Oligoanuria the occurrence of leptospirosis is a critical symptom of the disease. Its existence for more than 5 days in almost all cases are fatal.
Treatment of leptospirosis in humans
Correct diagnosis of leptospirosis in early stages of the disease is one of the main criteria of success of the treatment. It includes:
The introduction of specific protivomoroznyh sera (hyperimmune Gama-globulin). It is desirable that it was a donor human drugs, not animal origin;
Antibacterial therapy. Carried drugs, which Leptospira are sensitive most (Augmentin, Ceftriaxone, tetracycline, amikacin);
The detoxication therapy. Reduce the symptoms of intoxication could be achieved by infusion of colloids and crystalloids, vitamins (ascorbic acid, cocarboxylase, vitamins B2 and B12, menadione);
Struggle with kidney failure. Require massive fluid therapy: saline solution, Trisol, ringer's solution, sodium bicarbonate, reosorbilakt, refortan. It is obligatory to fill diuretics in high dosage (lasix, furosemide, tripas), calcium chloride or gluconate, aminophylline;
Struggle with hemorrhagic syndrome and microcirculation disorders introduction kontrikala, low doses of glucocorticoid hormones (prednisone, dexamethasone), etamzilata and menadione.
Prevention of leptospirosis
Leptospirosis refers to dangerous diseases with high mortality, but specific preventive measures have not yet been developed. This is due to the fact that different strains of Leptospira different antigenic components. Therefore, to create a vaccine that would significantly protected from infection, is not possible.

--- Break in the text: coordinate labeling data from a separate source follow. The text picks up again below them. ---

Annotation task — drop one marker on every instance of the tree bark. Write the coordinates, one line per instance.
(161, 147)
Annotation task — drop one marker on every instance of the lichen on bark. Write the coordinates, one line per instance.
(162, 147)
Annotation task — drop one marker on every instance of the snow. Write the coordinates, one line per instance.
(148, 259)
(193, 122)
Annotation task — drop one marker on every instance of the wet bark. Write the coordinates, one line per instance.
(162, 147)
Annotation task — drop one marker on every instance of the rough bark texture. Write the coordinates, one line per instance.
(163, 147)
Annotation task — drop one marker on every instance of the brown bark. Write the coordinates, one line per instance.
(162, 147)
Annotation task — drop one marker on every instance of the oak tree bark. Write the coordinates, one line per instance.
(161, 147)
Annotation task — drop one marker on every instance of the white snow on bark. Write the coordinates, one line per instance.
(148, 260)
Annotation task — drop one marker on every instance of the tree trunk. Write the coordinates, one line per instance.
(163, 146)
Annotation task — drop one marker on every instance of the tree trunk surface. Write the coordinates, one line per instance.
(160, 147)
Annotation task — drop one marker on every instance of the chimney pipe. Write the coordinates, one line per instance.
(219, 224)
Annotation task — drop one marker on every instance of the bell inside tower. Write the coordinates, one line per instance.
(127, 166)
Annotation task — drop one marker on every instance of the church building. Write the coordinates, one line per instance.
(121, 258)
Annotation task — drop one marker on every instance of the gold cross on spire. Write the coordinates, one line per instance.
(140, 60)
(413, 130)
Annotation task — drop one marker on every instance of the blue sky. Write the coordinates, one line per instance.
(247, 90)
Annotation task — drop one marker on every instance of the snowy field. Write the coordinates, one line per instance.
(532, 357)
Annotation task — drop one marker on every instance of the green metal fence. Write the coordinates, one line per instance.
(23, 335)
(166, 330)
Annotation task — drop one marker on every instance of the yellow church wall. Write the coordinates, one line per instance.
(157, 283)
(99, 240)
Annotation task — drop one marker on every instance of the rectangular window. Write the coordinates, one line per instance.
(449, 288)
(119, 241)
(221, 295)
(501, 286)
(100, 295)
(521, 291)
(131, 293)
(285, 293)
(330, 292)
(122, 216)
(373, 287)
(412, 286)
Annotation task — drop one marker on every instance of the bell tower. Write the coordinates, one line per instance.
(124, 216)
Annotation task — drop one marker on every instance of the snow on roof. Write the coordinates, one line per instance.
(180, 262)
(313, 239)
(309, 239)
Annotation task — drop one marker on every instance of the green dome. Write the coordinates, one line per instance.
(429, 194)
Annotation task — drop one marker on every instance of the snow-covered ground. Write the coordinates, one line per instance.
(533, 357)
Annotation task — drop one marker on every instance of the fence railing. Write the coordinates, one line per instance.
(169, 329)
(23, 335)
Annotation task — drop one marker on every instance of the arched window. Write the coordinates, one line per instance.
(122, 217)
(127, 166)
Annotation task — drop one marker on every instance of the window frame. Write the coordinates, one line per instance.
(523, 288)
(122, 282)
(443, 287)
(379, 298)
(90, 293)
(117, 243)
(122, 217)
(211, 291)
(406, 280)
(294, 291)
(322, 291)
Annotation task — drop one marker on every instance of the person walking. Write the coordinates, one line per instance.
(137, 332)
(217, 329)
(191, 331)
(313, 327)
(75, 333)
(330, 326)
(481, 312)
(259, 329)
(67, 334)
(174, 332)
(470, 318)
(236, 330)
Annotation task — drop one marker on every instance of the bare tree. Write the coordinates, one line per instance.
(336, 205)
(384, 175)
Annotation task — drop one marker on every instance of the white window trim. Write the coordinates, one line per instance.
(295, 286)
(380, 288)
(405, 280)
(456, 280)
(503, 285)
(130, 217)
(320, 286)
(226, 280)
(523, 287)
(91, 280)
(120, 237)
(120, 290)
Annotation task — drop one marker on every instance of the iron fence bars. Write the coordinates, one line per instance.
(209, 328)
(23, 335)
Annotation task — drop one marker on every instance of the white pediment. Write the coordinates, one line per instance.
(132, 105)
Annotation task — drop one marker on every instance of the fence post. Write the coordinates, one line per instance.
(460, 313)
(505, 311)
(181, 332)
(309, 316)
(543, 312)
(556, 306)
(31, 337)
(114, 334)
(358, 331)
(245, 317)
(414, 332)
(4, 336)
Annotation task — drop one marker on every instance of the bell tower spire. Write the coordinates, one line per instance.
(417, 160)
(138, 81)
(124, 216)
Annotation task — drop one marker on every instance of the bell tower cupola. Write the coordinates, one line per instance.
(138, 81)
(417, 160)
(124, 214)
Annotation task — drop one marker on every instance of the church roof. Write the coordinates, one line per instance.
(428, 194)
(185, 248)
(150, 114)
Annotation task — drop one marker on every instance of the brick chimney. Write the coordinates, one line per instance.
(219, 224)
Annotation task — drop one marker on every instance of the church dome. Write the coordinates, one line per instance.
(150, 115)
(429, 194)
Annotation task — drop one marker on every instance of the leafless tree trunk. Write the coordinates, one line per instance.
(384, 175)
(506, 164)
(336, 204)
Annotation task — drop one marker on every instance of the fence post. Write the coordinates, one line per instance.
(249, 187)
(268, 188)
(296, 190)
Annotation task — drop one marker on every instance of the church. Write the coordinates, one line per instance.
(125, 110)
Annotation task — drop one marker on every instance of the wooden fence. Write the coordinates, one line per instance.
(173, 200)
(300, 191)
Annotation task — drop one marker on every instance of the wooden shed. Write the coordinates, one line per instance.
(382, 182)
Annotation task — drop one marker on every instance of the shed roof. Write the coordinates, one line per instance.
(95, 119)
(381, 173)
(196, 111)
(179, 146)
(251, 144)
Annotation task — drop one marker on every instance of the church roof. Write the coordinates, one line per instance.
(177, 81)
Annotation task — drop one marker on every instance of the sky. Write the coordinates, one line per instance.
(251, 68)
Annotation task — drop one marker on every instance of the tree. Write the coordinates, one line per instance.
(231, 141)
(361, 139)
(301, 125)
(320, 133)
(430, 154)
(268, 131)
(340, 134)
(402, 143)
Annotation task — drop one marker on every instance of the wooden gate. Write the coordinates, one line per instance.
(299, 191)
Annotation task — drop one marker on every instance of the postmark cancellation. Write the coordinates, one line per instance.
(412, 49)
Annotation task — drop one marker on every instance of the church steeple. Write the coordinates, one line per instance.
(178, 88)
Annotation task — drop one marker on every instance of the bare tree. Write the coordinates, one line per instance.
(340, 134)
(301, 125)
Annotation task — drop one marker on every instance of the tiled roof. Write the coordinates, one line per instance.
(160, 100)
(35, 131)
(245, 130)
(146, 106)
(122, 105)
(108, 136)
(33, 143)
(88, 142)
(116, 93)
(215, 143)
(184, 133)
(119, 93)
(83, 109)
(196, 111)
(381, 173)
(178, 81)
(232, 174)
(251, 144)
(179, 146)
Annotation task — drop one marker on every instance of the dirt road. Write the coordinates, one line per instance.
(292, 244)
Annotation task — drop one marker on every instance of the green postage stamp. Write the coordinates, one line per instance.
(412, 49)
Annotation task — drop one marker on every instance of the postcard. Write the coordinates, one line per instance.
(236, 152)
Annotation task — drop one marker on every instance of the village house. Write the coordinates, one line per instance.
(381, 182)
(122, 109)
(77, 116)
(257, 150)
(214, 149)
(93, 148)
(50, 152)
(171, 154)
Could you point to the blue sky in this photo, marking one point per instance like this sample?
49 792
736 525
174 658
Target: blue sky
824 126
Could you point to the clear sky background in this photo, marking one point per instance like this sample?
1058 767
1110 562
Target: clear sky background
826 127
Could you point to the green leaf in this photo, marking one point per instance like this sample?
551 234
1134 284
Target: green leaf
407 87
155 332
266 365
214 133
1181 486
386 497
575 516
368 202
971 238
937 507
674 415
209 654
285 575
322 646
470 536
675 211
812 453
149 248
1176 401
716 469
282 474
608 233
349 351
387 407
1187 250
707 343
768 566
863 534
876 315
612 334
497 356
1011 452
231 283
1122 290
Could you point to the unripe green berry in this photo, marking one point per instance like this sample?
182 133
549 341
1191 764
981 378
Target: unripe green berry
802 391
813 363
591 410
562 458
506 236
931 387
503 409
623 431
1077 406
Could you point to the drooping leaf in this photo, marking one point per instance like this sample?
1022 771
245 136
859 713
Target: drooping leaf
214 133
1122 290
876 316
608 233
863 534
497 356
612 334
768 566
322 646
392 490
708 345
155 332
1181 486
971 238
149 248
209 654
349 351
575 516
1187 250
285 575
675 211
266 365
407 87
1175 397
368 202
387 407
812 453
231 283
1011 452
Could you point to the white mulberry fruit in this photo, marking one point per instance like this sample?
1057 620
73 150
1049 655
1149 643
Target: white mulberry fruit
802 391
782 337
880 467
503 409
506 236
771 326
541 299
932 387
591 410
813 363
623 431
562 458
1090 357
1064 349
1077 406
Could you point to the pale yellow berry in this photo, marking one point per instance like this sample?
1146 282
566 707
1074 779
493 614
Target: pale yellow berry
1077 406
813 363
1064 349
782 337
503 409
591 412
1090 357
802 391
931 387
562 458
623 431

To prevent the disease in this way:
The fight against small rodents. Necessarily held in houses, and particularly the objects of public catering, food warehouses and shops. Each representative of the number of animals can be a carrier leptospirosis infection;
To exclude or to limit bathing in ponds to natural conditions;
Use protective rubber suits if necessary, contact with infested water;
Emergency antibiotic prophylaxis with doxycycline after possible infection or the emergence of any manifestations of the symptoms of the prodromal period.